In the USA, this pattern appears especially strong, with nearly 70% of clinicians citing financial disruption as the leading reason for discontinuation. In the UK, the picture is more distributed, with service pathways, review processes, and prescribing limitations playing a more visible role. 

For clinicians, stopping a therapy because it is not working is one thing. Stopping a therapy that may be working because access collapses is different. That experience can influence future prescribing conversations and make clinicians more guarded when starting treatment. 

Patient Expectations May Be the Most Underestimated Risk 

Only about one-quarter of clinicians believe patients generally understand the long-term nature of GLP-1 therapy. More than half describe patient understanding as partial, and more than 20% say expectations are often misunderstood. 

This is not a small communication gap. It affects adherence, persistence, and trust. 

Patients may approach GLP-1 therapy expecting rapid weight loss or short-term treatment. Clinicians, however, are increasingly framing obesity as a chronic condition requiring sustained management. When those two expectations are misaligned, the treatment journey becomes vulnerable. 

If access barriers arise, if side effects appear, or if progress slows, patients who were not prepared for long-term care may be more likely to stop. 

This makes expectation-setting a clinical intervention in itself. 

The Future Impact of GLP-1 Therapy Will Be Decided Beyond the Prescription 

GLP-1 obesity care depends on coverage affordability adherence and patient expectations

When clinicians looked ahead, nearly 65% identified expanded coverage and affordability as the most important factor shaping the future impact of GLP-1 therapy in obesity care. Another 18% pointed to better long-term adherence strategies. 

Clearer guidance and stronger real-world evidence were less frequently selected. 

That finding is telling. For many clinicians, the scientific case is already strong enough. The unresolved question is whether healthcare systems can support sustained use fairly, predictably, and at scale. 

This is where GLP-1 therapy now sits: clinically effective, increasingly accepted, but operationally fragile. 

Closing Perspective 

GLP-1 therapy represents one of the most important advances in obesity care in recent years. It has changed how clinicians think about pharmacologic weight management and strengthened the case for treating obesity as a chronic condition. 

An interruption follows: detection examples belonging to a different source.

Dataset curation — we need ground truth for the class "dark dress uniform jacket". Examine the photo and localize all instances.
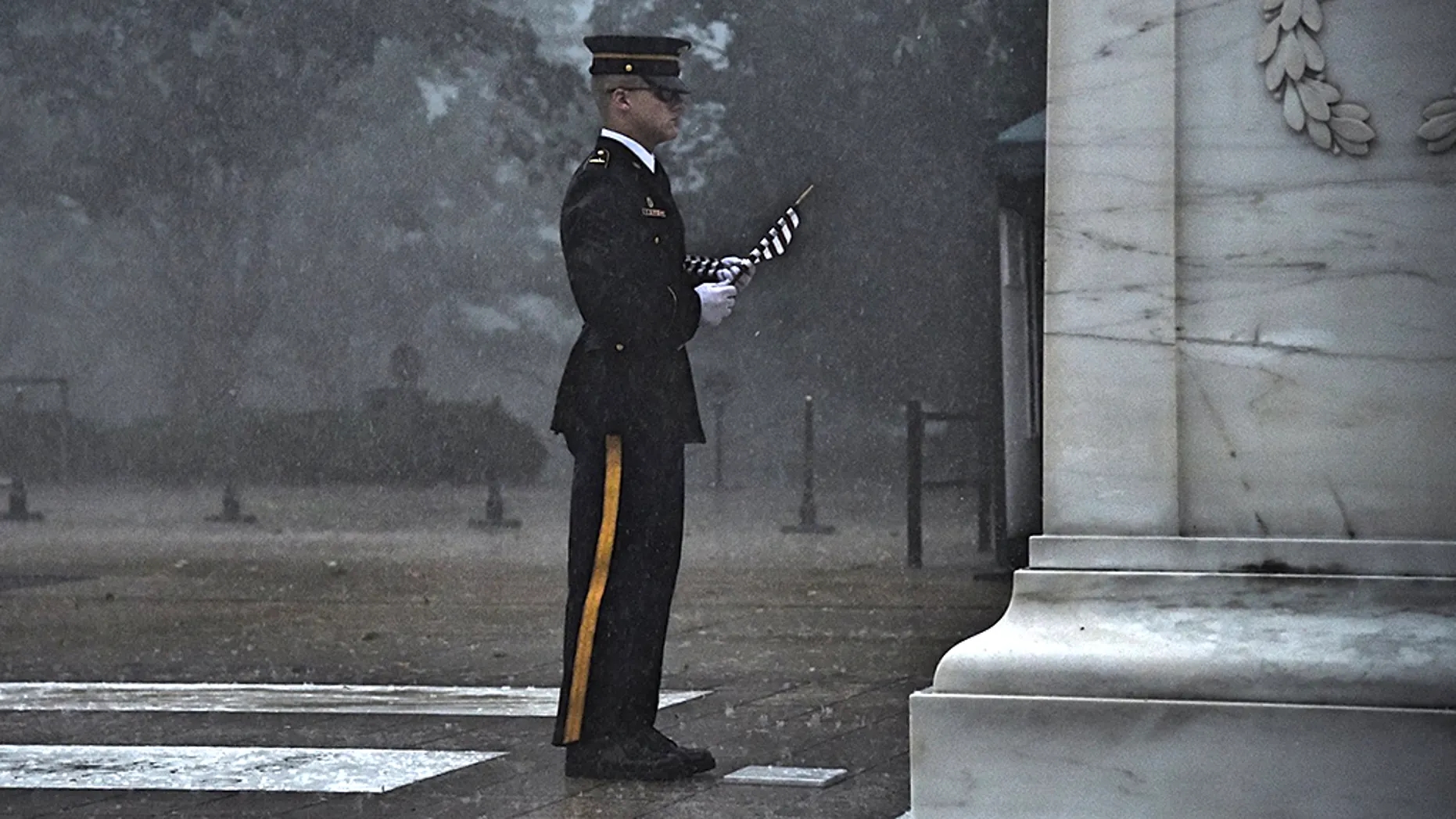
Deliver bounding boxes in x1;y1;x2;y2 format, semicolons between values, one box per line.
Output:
552;137;705;444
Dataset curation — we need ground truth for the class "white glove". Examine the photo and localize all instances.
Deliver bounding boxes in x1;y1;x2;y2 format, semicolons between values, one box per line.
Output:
715;256;753;289
693;282;738;327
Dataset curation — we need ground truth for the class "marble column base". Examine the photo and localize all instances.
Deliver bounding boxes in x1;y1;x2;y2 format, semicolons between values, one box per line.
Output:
910;537;1456;819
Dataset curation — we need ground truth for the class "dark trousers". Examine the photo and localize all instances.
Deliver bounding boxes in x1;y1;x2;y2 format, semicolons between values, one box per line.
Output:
552;436;683;745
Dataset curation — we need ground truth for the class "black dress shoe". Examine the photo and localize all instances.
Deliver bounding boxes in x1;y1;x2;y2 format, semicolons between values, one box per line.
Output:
642;728;718;774
566;736;698;781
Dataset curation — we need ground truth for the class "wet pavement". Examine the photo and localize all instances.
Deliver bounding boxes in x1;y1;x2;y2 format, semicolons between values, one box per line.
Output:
0;488;1009;819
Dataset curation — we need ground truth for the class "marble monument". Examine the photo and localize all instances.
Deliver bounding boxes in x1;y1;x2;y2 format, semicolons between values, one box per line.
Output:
910;0;1456;819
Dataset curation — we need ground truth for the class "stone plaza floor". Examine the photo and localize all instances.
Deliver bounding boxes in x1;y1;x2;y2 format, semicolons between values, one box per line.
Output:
0;486;1009;819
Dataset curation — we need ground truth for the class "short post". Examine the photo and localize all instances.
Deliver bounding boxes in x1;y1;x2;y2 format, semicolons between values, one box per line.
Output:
713;402;725;488
206;387;258;524
469;474;522;530
0;387;45;524
906;402;924;569
782;395;834;535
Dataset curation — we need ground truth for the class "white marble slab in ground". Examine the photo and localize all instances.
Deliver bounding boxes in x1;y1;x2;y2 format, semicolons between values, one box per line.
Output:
0;682;709;717
723;765;849;787
0;745;504;792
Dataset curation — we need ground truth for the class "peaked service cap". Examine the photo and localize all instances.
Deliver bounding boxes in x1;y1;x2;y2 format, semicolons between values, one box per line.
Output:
584;35;693;93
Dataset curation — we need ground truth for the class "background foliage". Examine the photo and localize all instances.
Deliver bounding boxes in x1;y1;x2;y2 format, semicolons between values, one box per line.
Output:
0;0;1044;478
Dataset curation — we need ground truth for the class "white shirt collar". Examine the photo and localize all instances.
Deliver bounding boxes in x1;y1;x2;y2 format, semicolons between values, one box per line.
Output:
601;128;657;173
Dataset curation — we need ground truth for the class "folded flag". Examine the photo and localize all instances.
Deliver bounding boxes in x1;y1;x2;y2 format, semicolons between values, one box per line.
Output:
748;184;814;265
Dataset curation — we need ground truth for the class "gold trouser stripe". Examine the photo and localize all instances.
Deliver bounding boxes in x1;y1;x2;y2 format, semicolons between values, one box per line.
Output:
562;435;622;742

But the MDForLives findings suggest that real-world impact will depend less on whether clinicians believe in GLP-1 therapy and more on whether patients can stay on it. 

The next phase of obesity care will not be defined by initiation alone. It will be defined by continuity. 

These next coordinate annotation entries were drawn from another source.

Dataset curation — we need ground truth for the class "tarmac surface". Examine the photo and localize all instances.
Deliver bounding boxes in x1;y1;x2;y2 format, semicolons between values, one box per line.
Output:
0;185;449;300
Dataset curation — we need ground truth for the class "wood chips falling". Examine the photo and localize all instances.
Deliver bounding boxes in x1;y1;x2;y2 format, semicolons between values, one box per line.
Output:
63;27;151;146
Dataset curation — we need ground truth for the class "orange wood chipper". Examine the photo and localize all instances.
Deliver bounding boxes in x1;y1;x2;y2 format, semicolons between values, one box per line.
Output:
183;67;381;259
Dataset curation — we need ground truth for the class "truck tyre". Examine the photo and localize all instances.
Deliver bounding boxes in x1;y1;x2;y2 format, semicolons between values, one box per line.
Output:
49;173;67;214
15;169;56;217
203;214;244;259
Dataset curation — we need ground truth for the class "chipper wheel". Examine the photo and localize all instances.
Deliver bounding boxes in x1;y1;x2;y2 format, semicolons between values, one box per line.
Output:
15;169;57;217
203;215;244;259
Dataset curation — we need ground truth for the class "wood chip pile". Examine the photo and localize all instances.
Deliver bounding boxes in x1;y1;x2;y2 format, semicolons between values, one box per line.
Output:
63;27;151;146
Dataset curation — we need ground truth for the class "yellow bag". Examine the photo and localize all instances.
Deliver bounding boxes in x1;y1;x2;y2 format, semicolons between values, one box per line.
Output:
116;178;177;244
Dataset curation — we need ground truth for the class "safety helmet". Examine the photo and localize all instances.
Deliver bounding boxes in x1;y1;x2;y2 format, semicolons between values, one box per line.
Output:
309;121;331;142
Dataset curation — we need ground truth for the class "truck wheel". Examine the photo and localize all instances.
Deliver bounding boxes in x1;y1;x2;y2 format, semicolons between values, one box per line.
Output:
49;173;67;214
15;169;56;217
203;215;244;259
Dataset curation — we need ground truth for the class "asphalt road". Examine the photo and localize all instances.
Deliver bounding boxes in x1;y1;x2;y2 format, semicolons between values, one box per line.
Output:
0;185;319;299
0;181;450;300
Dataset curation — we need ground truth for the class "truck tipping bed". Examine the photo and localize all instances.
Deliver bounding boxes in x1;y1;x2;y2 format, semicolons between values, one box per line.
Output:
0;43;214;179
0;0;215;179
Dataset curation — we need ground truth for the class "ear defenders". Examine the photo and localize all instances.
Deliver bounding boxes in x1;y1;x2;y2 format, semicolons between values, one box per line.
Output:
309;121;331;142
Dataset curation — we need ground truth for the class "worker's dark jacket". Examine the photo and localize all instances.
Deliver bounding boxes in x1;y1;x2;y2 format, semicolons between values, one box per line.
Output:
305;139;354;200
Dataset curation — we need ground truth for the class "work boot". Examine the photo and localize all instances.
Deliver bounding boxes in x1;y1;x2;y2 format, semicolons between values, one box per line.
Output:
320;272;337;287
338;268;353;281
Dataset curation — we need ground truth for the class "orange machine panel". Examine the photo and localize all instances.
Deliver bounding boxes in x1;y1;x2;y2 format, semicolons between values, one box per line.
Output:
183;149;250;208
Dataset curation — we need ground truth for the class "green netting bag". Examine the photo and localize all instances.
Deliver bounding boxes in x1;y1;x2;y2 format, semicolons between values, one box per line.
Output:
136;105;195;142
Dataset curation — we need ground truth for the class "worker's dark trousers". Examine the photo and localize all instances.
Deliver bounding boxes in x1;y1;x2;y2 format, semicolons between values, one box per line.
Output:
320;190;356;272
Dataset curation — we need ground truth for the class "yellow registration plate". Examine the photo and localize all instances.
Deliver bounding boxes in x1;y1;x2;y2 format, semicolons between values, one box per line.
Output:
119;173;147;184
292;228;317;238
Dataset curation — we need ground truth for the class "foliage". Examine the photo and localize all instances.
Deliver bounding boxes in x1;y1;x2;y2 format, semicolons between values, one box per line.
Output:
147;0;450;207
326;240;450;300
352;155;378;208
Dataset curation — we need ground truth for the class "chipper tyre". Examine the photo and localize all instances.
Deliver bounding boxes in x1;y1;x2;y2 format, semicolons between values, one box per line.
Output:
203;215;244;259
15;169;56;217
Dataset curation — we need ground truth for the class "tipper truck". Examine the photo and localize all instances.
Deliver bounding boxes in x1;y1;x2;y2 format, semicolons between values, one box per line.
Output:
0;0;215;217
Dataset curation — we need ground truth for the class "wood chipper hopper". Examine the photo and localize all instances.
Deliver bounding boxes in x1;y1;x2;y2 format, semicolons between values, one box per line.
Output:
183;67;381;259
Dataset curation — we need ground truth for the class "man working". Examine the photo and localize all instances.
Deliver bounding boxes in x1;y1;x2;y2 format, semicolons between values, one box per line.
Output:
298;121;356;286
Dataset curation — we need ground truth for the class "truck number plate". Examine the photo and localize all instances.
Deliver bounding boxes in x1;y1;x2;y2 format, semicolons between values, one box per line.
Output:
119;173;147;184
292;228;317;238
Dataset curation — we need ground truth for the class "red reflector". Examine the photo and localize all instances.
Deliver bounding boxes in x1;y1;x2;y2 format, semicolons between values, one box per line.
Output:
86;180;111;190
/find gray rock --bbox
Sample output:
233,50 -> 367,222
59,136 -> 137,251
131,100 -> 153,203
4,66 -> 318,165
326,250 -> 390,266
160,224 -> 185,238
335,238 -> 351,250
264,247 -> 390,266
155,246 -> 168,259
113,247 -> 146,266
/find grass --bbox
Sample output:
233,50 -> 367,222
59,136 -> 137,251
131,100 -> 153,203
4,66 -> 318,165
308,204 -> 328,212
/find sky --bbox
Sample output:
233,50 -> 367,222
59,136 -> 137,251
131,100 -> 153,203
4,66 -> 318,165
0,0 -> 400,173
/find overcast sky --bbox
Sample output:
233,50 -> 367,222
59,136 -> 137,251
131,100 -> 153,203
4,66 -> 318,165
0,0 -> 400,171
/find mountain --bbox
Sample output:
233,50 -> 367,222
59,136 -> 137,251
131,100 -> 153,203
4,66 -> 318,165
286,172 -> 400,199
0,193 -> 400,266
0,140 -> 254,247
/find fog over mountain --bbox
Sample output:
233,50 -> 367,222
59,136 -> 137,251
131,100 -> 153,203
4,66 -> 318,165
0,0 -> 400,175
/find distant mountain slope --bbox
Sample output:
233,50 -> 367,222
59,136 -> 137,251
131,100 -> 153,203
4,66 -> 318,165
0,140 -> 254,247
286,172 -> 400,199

Until access frameworks, affordability, patient expectations, and long-term care pathways catch up with clinical confidence, GLP-1 therapy will remain caught between strong therapeutic promise and uneven real-world delivery. 

FAQs

Why is GLP-1 continuation important in obesity care?

GLP-1 therapy is generally used as part of long-term obesity management. If treatment is interrupted early, patients may not achieve or maintain the expected clinical benefit.

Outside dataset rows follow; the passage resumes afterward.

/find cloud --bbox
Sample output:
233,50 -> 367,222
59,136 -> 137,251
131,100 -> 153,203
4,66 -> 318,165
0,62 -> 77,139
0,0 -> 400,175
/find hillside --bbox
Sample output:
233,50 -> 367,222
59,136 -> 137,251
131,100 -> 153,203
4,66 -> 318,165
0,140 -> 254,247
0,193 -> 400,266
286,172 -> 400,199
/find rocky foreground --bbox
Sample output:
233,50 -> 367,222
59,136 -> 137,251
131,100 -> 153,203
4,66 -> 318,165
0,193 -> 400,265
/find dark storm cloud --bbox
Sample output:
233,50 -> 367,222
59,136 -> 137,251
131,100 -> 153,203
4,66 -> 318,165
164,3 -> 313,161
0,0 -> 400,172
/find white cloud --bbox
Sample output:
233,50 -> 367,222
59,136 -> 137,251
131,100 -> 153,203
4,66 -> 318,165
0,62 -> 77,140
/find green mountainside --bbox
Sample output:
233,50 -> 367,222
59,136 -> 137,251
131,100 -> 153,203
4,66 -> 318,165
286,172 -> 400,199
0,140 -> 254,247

What are the main barriers to GLP-1 continuation?

In the MDForLives clinician-reported research, cost or loss of coverage was the most commonly cited barrier to long-term continuation, followed by gastrointestinal side effects.

Are GLP-1 therapies considered relevant for obesity treatment without diabetes?

Yes. More than 90% of clinicians in the MDForLives research described GLP-1 or GLP-1/GIP therapies as highly or moderately relevant to obesity management.

Why do GLP-1 outcomes differ between clinical trials and real-world care?

Real-world outcomes may be affected by delayed titration, access interruptions, cost barriers, side effects, adherence challenges, and differences in patient support.

What will shape the future of GLP-1 therapy in obesity care?

Clinicians in the MDForLives research most often identified expanded coverage and affordability as the key factor that will influence future real-world impact.